III. Question préliminaire

[11] Selon le défendeur, le fait que les demandeurs n’ont pas déposé d’affidavit à l’appui de leur demande de contrôle judiciaire peut être suffisant pour rejeter celle‑ci (auparavant l’alinéa 10(2)d) des Règles des cours fédérales en matière de citoyenneté, d’immigration et de protection des réfugiés, DORS/93‑22, modifiées le 27 juin 2021, et maintenant le sous-alinéa 10(2)a)(v)). Le défendeur reconnaît que l’absence d’un affidavit personnel ne commande pas le rejet automatique d’une demande de contrôle judiciaire, mais fait valoir qu’il s’agit d’une pratique exemplaire reconnue.

[12] Au lieu d’un affidavit personnel, les demandeurs ont déposé un affidavit souscrit par un stagiaire en droit qui travaillait avec leur avocat (l’affidavit de M. Gossin). Dans son affidavit, M. Gossin ne sollicite pas le dépôt de nouveaux éléments de preuve devant la Cour.
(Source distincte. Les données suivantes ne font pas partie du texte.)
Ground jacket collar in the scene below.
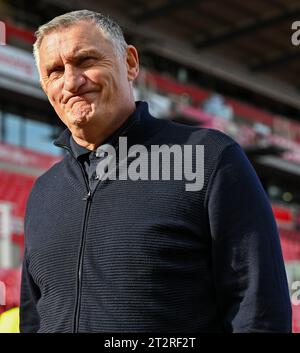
[54,101,155,153]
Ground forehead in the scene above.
[39,21,113,64]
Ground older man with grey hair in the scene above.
[20,10,291,333]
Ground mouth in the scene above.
[64,91,96,104]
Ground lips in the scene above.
[63,91,95,104]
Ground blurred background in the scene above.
[0,0,300,332]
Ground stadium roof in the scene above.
[3,0,300,113]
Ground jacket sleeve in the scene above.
[206,144,291,332]
[20,254,40,333]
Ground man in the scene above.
[20,10,291,332]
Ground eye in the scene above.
[78,56,97,66]
[48,66,64,77]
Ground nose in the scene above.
[64,65,86,93]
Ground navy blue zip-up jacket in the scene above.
[20,102,291,332]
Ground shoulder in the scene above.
[27,157,66,206]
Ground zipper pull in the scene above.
[82,190,91,201]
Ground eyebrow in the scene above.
[46,49,101,72]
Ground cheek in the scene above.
[47,80,62,105]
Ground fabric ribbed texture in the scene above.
[21,102,291,332]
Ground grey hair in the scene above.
[33,10,128,65]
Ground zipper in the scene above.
[55,120,136,333]
[56,144,92,333]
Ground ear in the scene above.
[126,45,139,82]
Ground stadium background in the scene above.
[0,0,300,332]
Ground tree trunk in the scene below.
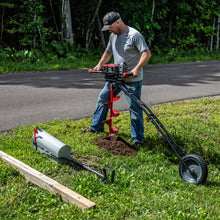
[216,16,220,50]
[149,0,155,47]
[49,0,61,40]
[86,0,102,50]
[210,18,215,51]
[96,14,106,49]
[61,0,74,44]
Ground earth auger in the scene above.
[89,63,208,185]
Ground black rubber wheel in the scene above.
[179,154,208,185]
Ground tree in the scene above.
[61,0,74,44]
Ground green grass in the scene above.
[0,98,220,220]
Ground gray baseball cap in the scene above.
[102,11,121,31]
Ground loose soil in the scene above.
[93,136,138,156]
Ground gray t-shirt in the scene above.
[106,26,149,82]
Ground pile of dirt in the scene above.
[93,136,138,156]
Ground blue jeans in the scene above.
[89,81,144,143]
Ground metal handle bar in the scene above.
[88,69,133,78]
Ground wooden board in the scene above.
[0,150,96,209]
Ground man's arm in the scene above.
[131,50,151,78]
[94,51,112,70]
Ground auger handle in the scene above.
[88,69,104,73]
[88,69,133,78]
[122,73,133,78]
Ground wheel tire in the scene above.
[179,154,208,185]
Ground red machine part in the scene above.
[103,84,120,136]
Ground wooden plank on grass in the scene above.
[0,150,96,209]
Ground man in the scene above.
[84,12,151,147]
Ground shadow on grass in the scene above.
[120,133,220,169]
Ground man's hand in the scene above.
[130,68,140,78]
[93,51,112,70]
[93,64,102,70]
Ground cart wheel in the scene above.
[179,154,208,185]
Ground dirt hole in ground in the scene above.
[93,136,138,156]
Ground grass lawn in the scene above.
[0,97,220,220]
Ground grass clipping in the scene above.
[93,136,137,156]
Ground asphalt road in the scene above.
[0,61,220,131]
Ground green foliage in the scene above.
[0,0,220,50]
[0,98,220,220]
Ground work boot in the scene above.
[81,128,96,133]
[131,141,143,149]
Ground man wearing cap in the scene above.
[84,12,151,147]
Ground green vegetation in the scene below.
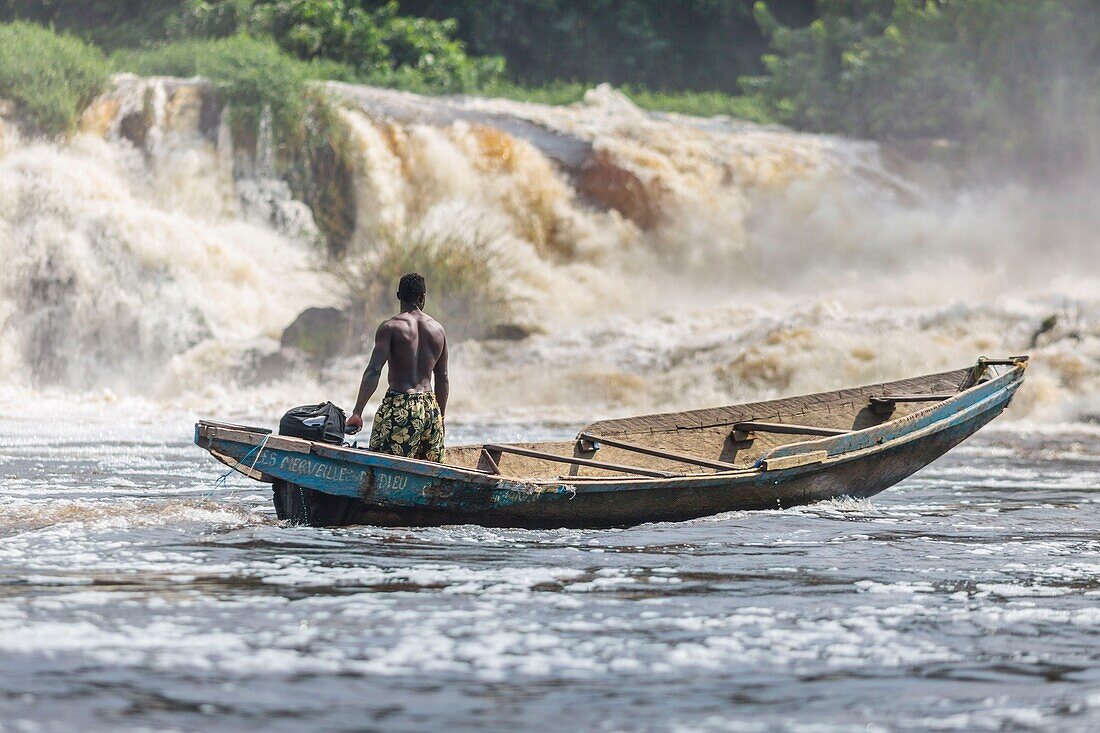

Il produit plutôt comme pièces des copies de documents divers, y compris la décision de la SPR, les documents de réfugié des demandeurs, ainsi que leurs observations écrites présentées à la SPR. Ces documents figurent également dans le dossier certifié du tribunal (le DCT).

[13] À mon avis, les faits essentiels dont j’ai besoin pour trancher la demande figurent dans l’affidavit de M. Gossin et le DCT, qui sont à ma disposition. L’absence d’un affidavit personnel importe peu et je conclus que le fait que les demandeurs n’en ont pas présenté un ne leur est pas fatal dans les circonstances.

IV. Question en litige et norme de contrôle

[14] La demande soulève la question de savoir si la SAR a commis une erreur en concluant que les demandeurs disposaient d’une PRI viable dans les villes d’Abuja, de Port Harcourt et d’Ibadan. La décision de la SAR est susceptible de contrôle selon la norme de la décision raisonnable (Canada (Ministre de la Citoyenneté et de l’Immigration) c Vavilov, 2019 CSC 65 aux para 10, 23 (Vavilov); Onuwavbagbe c Canada (Citoyenneté et Immigration), 2020 CF 758 au para 20). Une décision raisonnable doit être fondée sur « une analyse intrinsèquement cohérente et rationnelle » et « est justifiée au regard des contraintes juridiques et factuelles auxquelles le décideur est assujetti » (Vavilov, au para 85).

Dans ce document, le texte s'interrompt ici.